Eigenvalue test faster than $O\left(n^3\right)$?

Question

Given a real $n\times n$ matrix $A$, one can find the eigenvalues in $O\left(n^3\right)$ by using say, the $QR$ algorithm.

Now, what if we guess an eigenvalue $\lambda_0$, and we want to know if it's actually an eigenvalue of the matrix $A$? Intuitively, this should be significantly faster than actually finding all of the eigenvalues. We can of course check if $\lambda_0$ is actually an eigenvalue by calculating $\det(A-\lambda_0 I)$, but calculating the determinant is also $O\left(n^3\right)$.

So:

• Is there a faster than $O\left(n^3\right)$ method for testing the "eigenvaluedness" of a specific number $\lambda_0$, without solving for the rest of the $\lambda_i$'s? Can one prove there isn't?
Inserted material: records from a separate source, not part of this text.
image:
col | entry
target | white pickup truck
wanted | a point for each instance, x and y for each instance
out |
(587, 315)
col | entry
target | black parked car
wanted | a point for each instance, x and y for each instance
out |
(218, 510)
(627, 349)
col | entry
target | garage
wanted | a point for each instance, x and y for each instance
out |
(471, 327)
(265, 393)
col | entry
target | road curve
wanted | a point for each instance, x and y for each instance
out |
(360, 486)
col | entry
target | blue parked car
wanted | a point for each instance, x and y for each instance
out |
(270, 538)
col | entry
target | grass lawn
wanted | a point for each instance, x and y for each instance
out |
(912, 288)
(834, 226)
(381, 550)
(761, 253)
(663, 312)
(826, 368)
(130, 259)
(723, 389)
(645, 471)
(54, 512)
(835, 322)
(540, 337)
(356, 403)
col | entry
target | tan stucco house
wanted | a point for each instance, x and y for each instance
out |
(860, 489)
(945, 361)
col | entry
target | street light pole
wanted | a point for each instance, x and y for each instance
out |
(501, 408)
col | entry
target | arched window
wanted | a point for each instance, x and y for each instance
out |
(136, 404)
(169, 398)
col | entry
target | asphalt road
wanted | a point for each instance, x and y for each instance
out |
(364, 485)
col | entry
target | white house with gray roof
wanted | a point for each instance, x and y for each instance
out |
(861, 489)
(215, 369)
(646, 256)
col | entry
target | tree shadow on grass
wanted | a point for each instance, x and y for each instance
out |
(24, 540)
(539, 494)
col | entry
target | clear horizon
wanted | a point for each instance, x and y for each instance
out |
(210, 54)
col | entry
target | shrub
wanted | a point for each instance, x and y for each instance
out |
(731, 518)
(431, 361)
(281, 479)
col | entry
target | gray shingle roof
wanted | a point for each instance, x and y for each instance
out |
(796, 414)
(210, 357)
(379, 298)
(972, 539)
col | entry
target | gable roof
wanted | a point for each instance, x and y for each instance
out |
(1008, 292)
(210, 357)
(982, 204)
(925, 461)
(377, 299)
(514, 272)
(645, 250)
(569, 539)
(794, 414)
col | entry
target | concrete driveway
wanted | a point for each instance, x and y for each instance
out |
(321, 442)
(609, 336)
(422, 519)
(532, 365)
• Does it help if $A$ is orthogonal, symmetric or has other special (non triangular) form?

Bounty update:

Bounty goes to whoever shows either of the following:

1. A method of checking a possible eigenvalue in less than $O(n^3)$.
2. A proof or sufficiently convincing heuristic argument that no such method exists.

Answer 1

The first algorithm computing the determinant faster than in $O(n^{3})$ time (his algorithm worked in $O(n^{\ln 7/\ln 2})$ time) was given by Volker Strassen in this classical paper. Therefore, $O(n^{\ln 7/\ln 2})$ time suffices to check whether a given number is an eigenvalue or not. In fact, the problem of computing the determinant has asymptotically the same complexity as the problem of multiplying two $n\times n$ matrices, for which $O(n^{2+\varepsilon})$ compleixty is conjectured. Some information and references on this are contained in the link provided by xavierm02 in his comment.

Answer 2

Of course, the Strassen algorithm computes the determinant in $O(n^{2.807})$ ; moreover it is the sole algorithm that, in practice, does the job faster than in $O(n^3)$ - when $n\geq 2048$ - (to fix ideas) (then, let $\omega=2.807$ if $n\geq 2048$, otherwise $\omega=3$.). Yet, that is not really the question here. Indeed the calculation of $spectrum(A)$ and the calculation of $\det(A)$ (or of the square $A^2$) are all in $O(n^{\omega})$, under the condition that we seek some approximation of the true values. So the good question would be:

We consider the following problem : Let $A\in M_n(\mathbb{C}),\lambda_0\in \mathbb{C},r\in \mathbb{N}$ ; does there exist an eigenvalue $\lambda$ of $A$ s.t. $|\lambda-\lambda_0|<10^{-r}$ ? Its complexity is $\sim kn^{\omega}$. What is the value of $k$ ?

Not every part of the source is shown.